Last December, Daly helped set up a new Seanad committee which would be dedicated to examining the draft statutory instruments that would eventually turn EU legislation into Irish law.
Daly told colleagues at a meeting of the committee on Tuesday morning that, despite the fact a number of EU directives are due to be turned into Irish law within the next six months, none have been sent to him.
He read out an extract from a letter from Micheál Martin to the committee, where the Taoiseach said the Government was “committed” to the work of the committee, including sending it draft statutory instruments and other important information “at least six months in advance of transposition deadlines”.
“I regret to inform the committee that we did not receive a single draft EU law that was added to by any Government department.
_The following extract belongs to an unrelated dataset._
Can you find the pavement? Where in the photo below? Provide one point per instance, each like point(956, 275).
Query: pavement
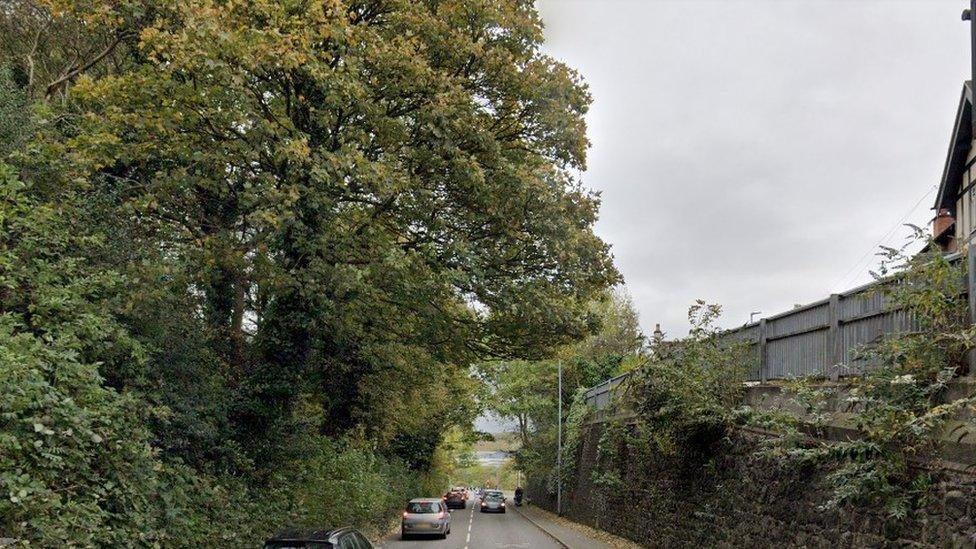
point(519, 528)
Now, the fact that they will meet EU deadlines but not meet decisions of the Irish Government, the Irish Cabinet and the Taoiseach, is somewhat disturbing in terms of the democratic oversight that this committee has a mandate for,” Daly said.
“Irish citizens are entitled to see the laws that are being made on their behalf, to question those laws. And the practice whereby they are put in front of Ministers’ desks with weeks to go to the deadline has resulted in Irish taxpayers, first of all, paying fines in some instances because of the late enactment of those laws.”
He said it was equally as bad that the public, Senators and TDs are not allowed to see the laws before they are enacted on their behalf.
Daly said that in an average year, the Oireachtas will pass “about 50” pieces of legislation, while there could be as many as 200 pieces of EU legislation that are signed into law.
“Now, if you were in a country where you said the members of parliament are only allowed to see 20 per cent of the laws, you would question whether or not that was democracy in action.”
He said the committee will meet within the next two weeks, “given the seriousness of the fact that we have been stopped from doing our work”, and will also write to the Taoiseach, the Attorney General and relevant Ministers whose departments failed to share draft legislation with the committee.
Minister of State for European Affairs Thomas Byrne told the committee that the European Commission has “the sole right of proposing an EU law” but before those laws come into effect they “have to be passed by the member states and by the European Parliament. So there’s a full discussion on those laws that goes on among the member states.”